Why has the new inflation rate figure dropped?
The main reasons for the drop to 2.5% in the year to December are hotel prices and tobacco costs. For hotels, the annual inflation rate fell to 3.4% in December from 4% in November. A year ago, hotel prices increased and this latest annual rate is the lowest since July 2021.
Tobacco costs also abated, increasing at a slower rate than a year ago. The easing of restaurant prices and smaller increases in airfares have also contributed to lowering the inflation rate. In contrast, the costs of fuel and second-hand cars increased, which offset the rate.
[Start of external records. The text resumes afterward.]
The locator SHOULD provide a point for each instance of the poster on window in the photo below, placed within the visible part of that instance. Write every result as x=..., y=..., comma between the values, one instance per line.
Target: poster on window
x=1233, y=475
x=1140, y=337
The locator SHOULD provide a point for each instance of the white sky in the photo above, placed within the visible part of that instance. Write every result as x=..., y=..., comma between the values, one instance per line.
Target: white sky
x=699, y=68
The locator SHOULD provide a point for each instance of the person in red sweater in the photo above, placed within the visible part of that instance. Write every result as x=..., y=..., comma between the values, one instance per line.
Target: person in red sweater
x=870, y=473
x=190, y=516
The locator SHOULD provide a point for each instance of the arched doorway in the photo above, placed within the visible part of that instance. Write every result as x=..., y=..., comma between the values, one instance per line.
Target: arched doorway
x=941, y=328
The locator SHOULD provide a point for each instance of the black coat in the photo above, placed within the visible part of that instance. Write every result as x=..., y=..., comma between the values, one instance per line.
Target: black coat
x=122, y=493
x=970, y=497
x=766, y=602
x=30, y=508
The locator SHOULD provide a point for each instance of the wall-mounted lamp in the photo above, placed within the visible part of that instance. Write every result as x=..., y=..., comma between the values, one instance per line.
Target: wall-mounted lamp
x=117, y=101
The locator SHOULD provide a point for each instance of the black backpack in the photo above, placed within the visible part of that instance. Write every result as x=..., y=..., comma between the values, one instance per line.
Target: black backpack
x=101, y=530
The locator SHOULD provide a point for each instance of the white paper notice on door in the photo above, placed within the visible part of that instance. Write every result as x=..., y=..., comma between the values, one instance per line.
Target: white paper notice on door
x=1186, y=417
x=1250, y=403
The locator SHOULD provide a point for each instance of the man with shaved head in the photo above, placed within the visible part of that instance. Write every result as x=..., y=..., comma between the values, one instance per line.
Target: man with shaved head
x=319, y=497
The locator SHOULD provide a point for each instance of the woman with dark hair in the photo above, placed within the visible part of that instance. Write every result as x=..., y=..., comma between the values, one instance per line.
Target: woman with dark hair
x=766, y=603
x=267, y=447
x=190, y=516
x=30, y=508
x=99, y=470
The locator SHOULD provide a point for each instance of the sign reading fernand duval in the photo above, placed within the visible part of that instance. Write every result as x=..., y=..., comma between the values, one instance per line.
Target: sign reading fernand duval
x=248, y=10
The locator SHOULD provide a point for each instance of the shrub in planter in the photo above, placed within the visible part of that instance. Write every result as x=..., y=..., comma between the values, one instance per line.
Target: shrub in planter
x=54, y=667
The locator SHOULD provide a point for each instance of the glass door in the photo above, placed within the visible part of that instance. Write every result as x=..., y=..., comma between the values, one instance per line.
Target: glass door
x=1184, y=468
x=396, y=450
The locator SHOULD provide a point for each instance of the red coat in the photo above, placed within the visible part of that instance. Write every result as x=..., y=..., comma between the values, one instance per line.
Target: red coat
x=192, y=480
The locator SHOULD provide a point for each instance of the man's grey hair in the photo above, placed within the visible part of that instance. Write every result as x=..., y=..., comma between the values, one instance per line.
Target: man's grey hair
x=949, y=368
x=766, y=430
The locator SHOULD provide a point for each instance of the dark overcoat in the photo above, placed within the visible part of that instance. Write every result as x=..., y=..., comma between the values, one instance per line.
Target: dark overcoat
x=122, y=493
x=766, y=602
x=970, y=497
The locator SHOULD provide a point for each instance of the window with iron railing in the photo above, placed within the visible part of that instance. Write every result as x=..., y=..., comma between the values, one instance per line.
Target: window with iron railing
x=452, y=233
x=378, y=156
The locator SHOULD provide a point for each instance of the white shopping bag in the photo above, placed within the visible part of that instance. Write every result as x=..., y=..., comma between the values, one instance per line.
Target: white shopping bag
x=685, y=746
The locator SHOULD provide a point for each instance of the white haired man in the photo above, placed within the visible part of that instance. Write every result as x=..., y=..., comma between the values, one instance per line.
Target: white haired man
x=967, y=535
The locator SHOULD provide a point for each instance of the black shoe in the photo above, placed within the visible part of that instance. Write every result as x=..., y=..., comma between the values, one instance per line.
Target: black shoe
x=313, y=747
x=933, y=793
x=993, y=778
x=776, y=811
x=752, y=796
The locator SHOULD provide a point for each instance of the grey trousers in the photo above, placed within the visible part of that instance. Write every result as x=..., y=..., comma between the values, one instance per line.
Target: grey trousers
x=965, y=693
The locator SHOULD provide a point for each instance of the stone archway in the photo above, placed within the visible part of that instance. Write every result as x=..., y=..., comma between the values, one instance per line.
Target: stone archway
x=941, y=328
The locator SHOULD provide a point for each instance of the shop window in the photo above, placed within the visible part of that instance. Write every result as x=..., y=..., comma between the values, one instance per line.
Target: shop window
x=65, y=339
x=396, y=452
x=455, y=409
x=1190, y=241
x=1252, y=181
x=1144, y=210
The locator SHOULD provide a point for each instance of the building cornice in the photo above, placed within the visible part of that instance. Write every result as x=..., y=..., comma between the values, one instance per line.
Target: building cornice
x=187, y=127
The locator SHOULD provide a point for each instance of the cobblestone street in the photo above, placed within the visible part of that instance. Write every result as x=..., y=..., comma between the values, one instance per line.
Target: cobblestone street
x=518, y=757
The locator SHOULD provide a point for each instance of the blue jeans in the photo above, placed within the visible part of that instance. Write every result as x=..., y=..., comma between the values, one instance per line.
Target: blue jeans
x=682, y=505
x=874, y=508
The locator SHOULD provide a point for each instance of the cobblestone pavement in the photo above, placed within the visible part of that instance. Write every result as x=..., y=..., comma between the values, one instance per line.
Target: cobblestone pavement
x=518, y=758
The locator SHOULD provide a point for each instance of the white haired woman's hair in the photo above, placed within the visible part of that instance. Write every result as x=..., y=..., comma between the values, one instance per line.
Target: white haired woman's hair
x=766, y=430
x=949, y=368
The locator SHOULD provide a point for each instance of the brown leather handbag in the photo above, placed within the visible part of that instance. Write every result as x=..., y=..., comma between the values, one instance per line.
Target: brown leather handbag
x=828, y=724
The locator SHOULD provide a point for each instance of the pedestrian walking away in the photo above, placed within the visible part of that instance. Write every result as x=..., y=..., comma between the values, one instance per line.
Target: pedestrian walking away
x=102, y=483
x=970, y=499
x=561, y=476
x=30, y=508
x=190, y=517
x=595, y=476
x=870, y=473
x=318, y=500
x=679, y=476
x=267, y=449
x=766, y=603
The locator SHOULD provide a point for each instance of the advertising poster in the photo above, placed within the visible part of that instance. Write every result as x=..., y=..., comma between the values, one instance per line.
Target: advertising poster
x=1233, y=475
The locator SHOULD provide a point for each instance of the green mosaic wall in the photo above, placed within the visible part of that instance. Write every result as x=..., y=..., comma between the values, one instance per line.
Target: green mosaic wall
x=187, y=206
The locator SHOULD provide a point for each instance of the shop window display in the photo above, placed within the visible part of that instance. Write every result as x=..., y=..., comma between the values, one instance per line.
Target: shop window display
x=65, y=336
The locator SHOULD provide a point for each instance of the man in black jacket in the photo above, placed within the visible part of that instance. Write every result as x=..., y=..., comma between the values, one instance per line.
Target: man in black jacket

Core inflation, which excludes food, energy, alcohol and tobacco, fell to 3.2% in December from 3.5% in November. This was better than expected as experts had anticipated the rate to remain higher at 3.5%. Services inflation also dropped, falling to 4.4% from 5%, which was also better than the anticipated 4.9%.
Will interest rates be cut following this latest inflation rate figure?
The Bank of England’s base rate was held at 4.75% in December after inflation rose from 2.3% to 2.6% in the year to November. The next review of the base rate by the Monetary Policy Committee (MPC) is in February. Although inflation is still above the BoE’s 2% target, the latest inflation figure shows that it is slowing again. As it was lower than expected, this is a positive sign that the MPC may vote to cut the base rate by an anticipated 0.25%.
The latest house price inflation figures
House prices have also increased in the UK, with the latest inflation figure showing an increase of 3.3% in November. This is an increase from October’s house price inflation figure of 3%. In England and Wales, house prices have increased by an average of 3% while they have increased by a higher average of 4.7% in Scotland.
Demand is currently high and one reason may be that buyers are trying to get ahead of the upcoming stamp duty changes. On 1st April, the rate thresholds will change and house buyers will be faced with considerably higher tax bills. For example, no stamp duty is currently payable when buying a residential property up to a value of £250,000. From 1st April, however, this nil-rate threshold will be reduced to £125,000 and a rate of 2% will be applied for the portion between £125,001 and £250,000.